The main provisions of the cultural-historical approach are set out in the works of Vygotsky: "The Problem of the Cultural Development of a Child" (1928), "The Instrumental Method in Psychology" (1930), "An Instrument and a Sign in the Development of a Child" (1930), "History of the Development of Higher Mental Functions" (1930-1931), in the most famous book of the scientist "Thinking and Speech" (1933 - 1934) and in a number of others.
Analyzing the causes of the crisis of psychology as a science in the first decades of the 20th century, L.S. Vygotsky discovered that in all contemporary concepts for the development of the psyche he implemented an approach that he called “biologizing” or “naturalistic” 1.
Biologizing interpretation identifies, puts in one row the psychological development of the animal and the development of the child. Describing the traditional point of view on mental development (belonging to associative and behavioral psychology), Vygotsky identifies three main points:
- the study of higher mental functions from the components of their natural processes;
- the reduction of higher and complex processes to elementary;
- ignoring the specific features and patterns of cultural development of behavior.
He called this approach to the study of higher mental processes "atomistic", pointing to its fundamental inadequacy. Criticizing the traditional approach, Vygotsky wrote that "the very concept of developing higher mental functions is alien to child psychology," that it "limits the concept of mental development of a child to a single biological development of elementary functions that directly depends on the maturation of the brain as a function of organic maturation of the child."
L.S. Vygotsky argued that a different, not biological, understanding of the development of man’s higher mental functions was needed. He did not simply point out the importance of the social environment for the development of the child, but sought to identify the specific mechanism of this influence.
Vygotsky singled out lower, elementary mental functions (the phase of natural development) and higher mental functions (the phase of "cultural" development). The hypothesis put forward by Vygotsky proposed a new solution to the problem of the correlation of mental functions — elementary and higher. The main difference between the two is the level of arbitrariness, i.e. natural mental processes are not amenable to regulation by the person, and people can consciously control the higher mental functions (VPF). Vygotsky came to the conclusion that conscious regulation is associated with the mediated nature of the HMF.
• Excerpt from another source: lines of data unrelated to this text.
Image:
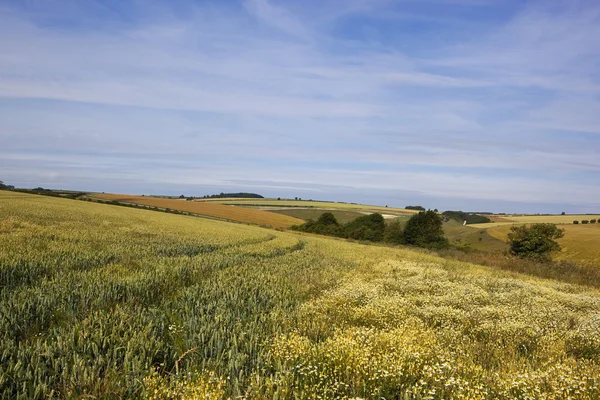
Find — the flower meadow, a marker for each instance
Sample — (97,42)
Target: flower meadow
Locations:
(100,301)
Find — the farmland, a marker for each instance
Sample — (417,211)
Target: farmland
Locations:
(214,210)
(580,242)
(114,302)
(533,219)
(322,205)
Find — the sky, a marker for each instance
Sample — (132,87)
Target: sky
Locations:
(478,105)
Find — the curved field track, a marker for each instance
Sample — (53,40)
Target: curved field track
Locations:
(237,214)
(104,302)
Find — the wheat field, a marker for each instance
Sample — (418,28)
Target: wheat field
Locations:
(323,205)
(220,211)
(101,301)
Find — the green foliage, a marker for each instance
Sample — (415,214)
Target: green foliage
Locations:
(393,233)
(327,219)
(368,227)
(106,302)
(536,241)
(326,224)
(425,230)
(461,216)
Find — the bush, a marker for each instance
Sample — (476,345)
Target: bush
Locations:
(461,216)
(425,230)
(368,227)
(537,241)
(393,233)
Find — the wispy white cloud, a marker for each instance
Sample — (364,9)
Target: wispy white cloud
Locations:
(292,93)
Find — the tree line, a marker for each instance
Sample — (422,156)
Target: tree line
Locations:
(423,229)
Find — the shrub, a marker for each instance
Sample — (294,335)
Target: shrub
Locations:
(425,230)
(461,216)
(368,227)
(537,241)
(393,233)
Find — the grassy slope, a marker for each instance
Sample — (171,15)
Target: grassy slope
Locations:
(307,203)
(305,214)
(580,243)
(530,219)
(96,297)
(209,209)
(461,235)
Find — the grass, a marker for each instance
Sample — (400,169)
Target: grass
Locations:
(237,214)
(310,204)
(478,239)
(102,301)
(532,219)
(342,216)
(580,243)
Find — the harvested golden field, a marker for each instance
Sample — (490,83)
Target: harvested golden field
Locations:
(580,243)
(100,301)
(325,205)
(237,214)
(533,219)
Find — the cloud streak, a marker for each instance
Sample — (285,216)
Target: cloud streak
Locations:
(354,96)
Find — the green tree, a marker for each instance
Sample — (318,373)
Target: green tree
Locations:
(536,241)
(327,219)
(393,232)
(425,230)
(367,227)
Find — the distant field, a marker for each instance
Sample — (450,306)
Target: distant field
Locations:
(239,214)
(478,239)
(580,243)
(305,214)
(101,302)
(309,204)
(532,219)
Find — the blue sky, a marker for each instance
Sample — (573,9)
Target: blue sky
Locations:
(453,104)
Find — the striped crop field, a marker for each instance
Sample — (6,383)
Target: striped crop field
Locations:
(102,301)
(214,210)
(533,219)
(325,205)
(580,243)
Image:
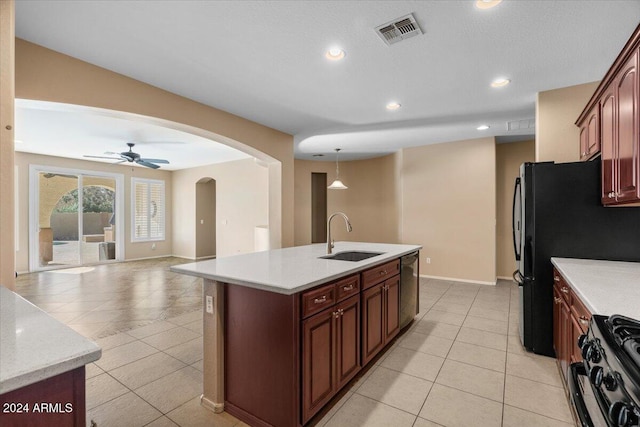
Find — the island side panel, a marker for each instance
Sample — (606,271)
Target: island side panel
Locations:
(262,356)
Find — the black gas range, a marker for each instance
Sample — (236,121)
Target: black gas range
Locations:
(605,387)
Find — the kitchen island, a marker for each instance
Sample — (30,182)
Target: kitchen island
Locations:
(286,329)
(42,366)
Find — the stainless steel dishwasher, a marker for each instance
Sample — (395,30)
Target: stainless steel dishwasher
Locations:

The most convincing model of mediated activity, which characterizes the manifestation and realization of higher mental functions, is “the situation of Buridan's ass”. This classical situation of uncertainty, or a problem situation (the choice between two equal opportunities), interests Vygotsky primarily in terms of the means that allow you to transform (solve) the situation that has arisen. Man cast lots
According to Vygotsky, it represents the means by which a person transforms and resolves a given situation.
Between the stimulus and the reaction of the person (both behavioral and mental) there is an additional connection through the mediating link - the stimulus-means, or sign.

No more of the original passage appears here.